Statistic

Question 1

What do we mean by the population of study?

Answer 1

The population is the set of sources from which data has to be collected.

Question 2

What is a sample?

Answer 2

A Sample is a subset of the Population being studied.

Question 3

What is a variable?

Answer 3

A Variable is any characteristics, number, or quantity that can be measured or counted. A variable may also be called a data item.

Question 4

What is a statistical parameter?

Answer 4

Also known as a statistical model, A statistical Parameter or population parameter is a quantity that indexes a family of probability distributions. For example, the mean, median, etc of a population.

Question 5

What are the two data type ?

Answer 5

Numerical: data expressed with digits; is measurable. It can either be discrete (finite number of values) or continuous (infinite number of values).

Categorical: qualitative data classified into categories. It can be nominal (no order) or ordinal (ordered data).

Question 6

What is the mean, median and mode?

Answer 6

Mean: the average of a dataset.

Median: the middle of an ordered dataset; less susceptible to outliers.

Mode: the most common value in a dataset; only relevant for discrete data.

Question 7

What is the range?

Answer 7

Range: the difference between the highest and lowest value in a dataset.

Question 8

What is the variance, its properties and its formula?

Answer 8

Variance (σ2): measures how spread out a set of data is relative to the mean.

Var(X) = E[(X-E(X))²]

Var(aX+b) = a²Var[X]

Var[X+Y] = Var[X]+Var[Y]+2Cov[X,Y]

Question 9

What is R squared?

Answer 9

R-Squared: a statistical measure of fit that indicates how much variation of a dependent variable is explained by the independent variable(s); only useful for simple linear regression.

Question 10

What is the covariance, its properties and its formula?

Answer 10

Covariance: Measures the variance between two (or more) variables. If it’s positive then they tend to move in the same direction, if it’s negative then they tend to move in opposite directions, and if they’re zero, they have no relation to each other.

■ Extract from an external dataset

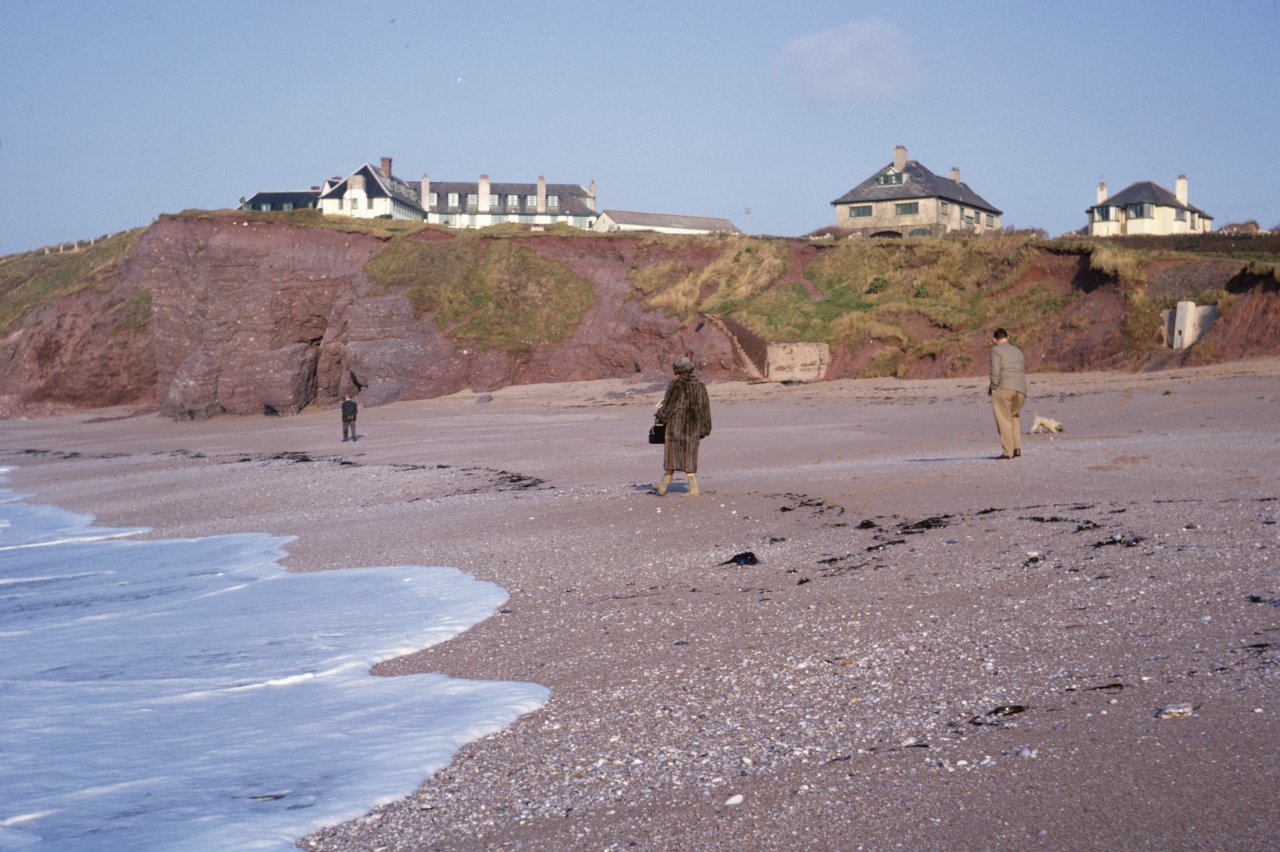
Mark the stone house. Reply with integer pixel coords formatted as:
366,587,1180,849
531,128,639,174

Cov[X,Y] = E[XY]-E[X]E[Y] (is zero if X and Y are independant)

Cov[X,Y]=E[(X-E(X))(Y-E(Y))]

Question 11

What is the correlation and its formula?

Answer 11

Correlation: Measures the strength of a relationship between two variables and ranges from -1 to 1; the normalized version of covariance. Generally, a correlation of +/- 0.7 represents a strong relationship between two variables. On the flip side, correlations between -0.3 and 0.3 indicate that there is little to no relationship between variables.

Question 12

What is a probability density function (pdf)?

Answer 12

Probability Density Function (PDF): a function for continuous data where the value at any point can be interpreted as providing a relative likelihood that the value of the random variable would equal that sample.

Question 13

What is a probability mass function (pmf)?

Answer 13

Probability Mass Function (PMF): a function for discrete data which gives the probability of a given value occurring.

Question 14

What is a cumulative density function (CDF)?

Answer 14

Cumulative Density Function (CDF): a function that tells us the probability that a random variable is less than a certain value; the integral of the PDF.

Question 15

What is the moment of a distribution?

Answer 15

Moments describe different aspects of the nature and shape of a distribution. The first moment is the mean, the second moment is the variance, the third moment is the skewness: and the fourth moment is the kurtosis.

Question 16

What is the skewness of a distribution ?

Answer 16

Skewness is the third central moment of a distribution. It is the measure of the lopsidedness of the distribution; any symmetric distribution will have a third central moment, if defined, of zero. The normalised third central moment is called the skewness, often γ. A distribution that is skewed to the left (the tail of the distribution is longer on the left) will have a negative skewness. A distribution that is skewed to the right (the tail of the distribution is longer on the right), will have a positive skewness.

Question 17

What is the kurtosis of a distribution?

Answer 17

Its the fourth central moment. It is a measure of the heaviness of the tail of the distribution, compared to the normal distribution of the same variance. Since it is the expectation of a fourth power, the fourth central moment, where defined, is always nonnegative; and except for a point distribution, it is always strictly positive.

Question 18

What do we mean by probability?

Answer 18

Probability is the likelihood of an event occurring.

Question 19

What do we mean by a independant event ?

Answer 19

Independent events are events whose outcome does not influence the probability of the outcome of another event; P(A|B) = P(A).

Question 20

What do we mean by mutually exclusive event?

Answer 20

Mutually Exclusive events are events that cannot occur simultaneously; P(A|B) = 0.

Question 21

What do we mean by conditional probability? What its formula?

Answer 21

Conditional Probability [P(A|B)] is the likelihood of an event occurring, based on the occurrence of a previous event.

Question 22

What is bayes theorem and its formula?

Answer 22

Bayes’ Theorem: a mathematical formula for determining conditional probability. “The probability of A given B is equal to the probability of B given A times the probability of A over the probability of B”.

Question 23

When talking about hypothesis testing, what do we means by null hypothesis, alternative hypothesis, p-value, alpha and beta.

Answer 23

Null Hypothesis: the hypothesis that sample observations result purely from chance.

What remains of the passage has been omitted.